Damit stimmten die Redner:innen zu, dass Europa und insbesondere Deutschland ihren Platz in der Weltpolitik noch einnehmen müssen und sich nun zentrale und weitreichende Entscheidungen anbahnen werden. Der Erfolg von Nachhaltigkeitsstrategien und damit die Themenblöcke Energie- und Rohstoffpolitik zeichnen sich schon jetzt als zentrale Hebel ab, an welchen sich diese weltpolitische Rolle messen lassen müsse.

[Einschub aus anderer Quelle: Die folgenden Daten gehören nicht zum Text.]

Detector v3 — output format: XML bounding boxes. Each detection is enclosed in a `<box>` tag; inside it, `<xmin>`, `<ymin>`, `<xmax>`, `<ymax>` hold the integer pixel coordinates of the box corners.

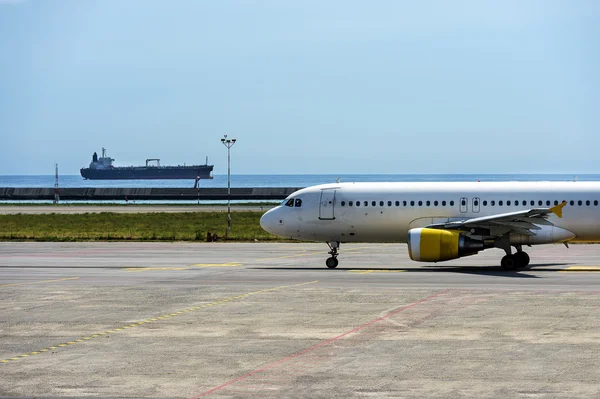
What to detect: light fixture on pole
<box><xmin>221</xmin><ymin>134</ymin><xmax>236</xmax><ymax>238</ymax></box>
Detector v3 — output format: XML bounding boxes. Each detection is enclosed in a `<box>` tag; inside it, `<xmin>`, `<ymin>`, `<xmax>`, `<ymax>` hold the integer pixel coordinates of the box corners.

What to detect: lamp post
<box><xmin>221</xmin><ymin>134</ymin><xmax>236</xmax><ymax>238</ymax></box>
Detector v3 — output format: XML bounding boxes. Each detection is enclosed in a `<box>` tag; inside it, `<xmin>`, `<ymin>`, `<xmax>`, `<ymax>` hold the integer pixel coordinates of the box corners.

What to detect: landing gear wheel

Ganz unmittelbar aufgrund der europäischen Abhängigkeit von Rohstoffimporten aus Russland ist nun die sich andeutende klimapolitische Wende in den Mittelpunkt des öffentlichen Interesses getreten. Jedoch verdeutlicht die Ukrainekrise schon jetzt, dass Energiepolitik auch zu enormen internationalen Spannungen führen kann. Um diese Schattenseite der Nachhaltigkeit zu meistern, wird eine zentrale Herausforderung der Zukunft sein, wie die europäische Energiewende gemeinsam mit Rohstoffländern gestaltet werden kann. Welche konkreten gesellschaftlichen Folgen dies sowohl für die extraktiven Rohstoffländer des Globalen Südens aber auch für die Gesellschaften des Globalen Nordens mit sich bringen werden, bleibt abzuwarten. Die Einschätzung dieser Entwicklungen wird jedoch für Wissenschaft und Politik von zentraler Bedeutung sein, wie die Podiumsdiskussion unterstrich.
Damit verdeutlichte die Diskussion über die Ukrainekrise als weltpolitische Zäsur, dass sich die Themen des Projektverbundes Extractivism.de als äußerst relevant herausstellen.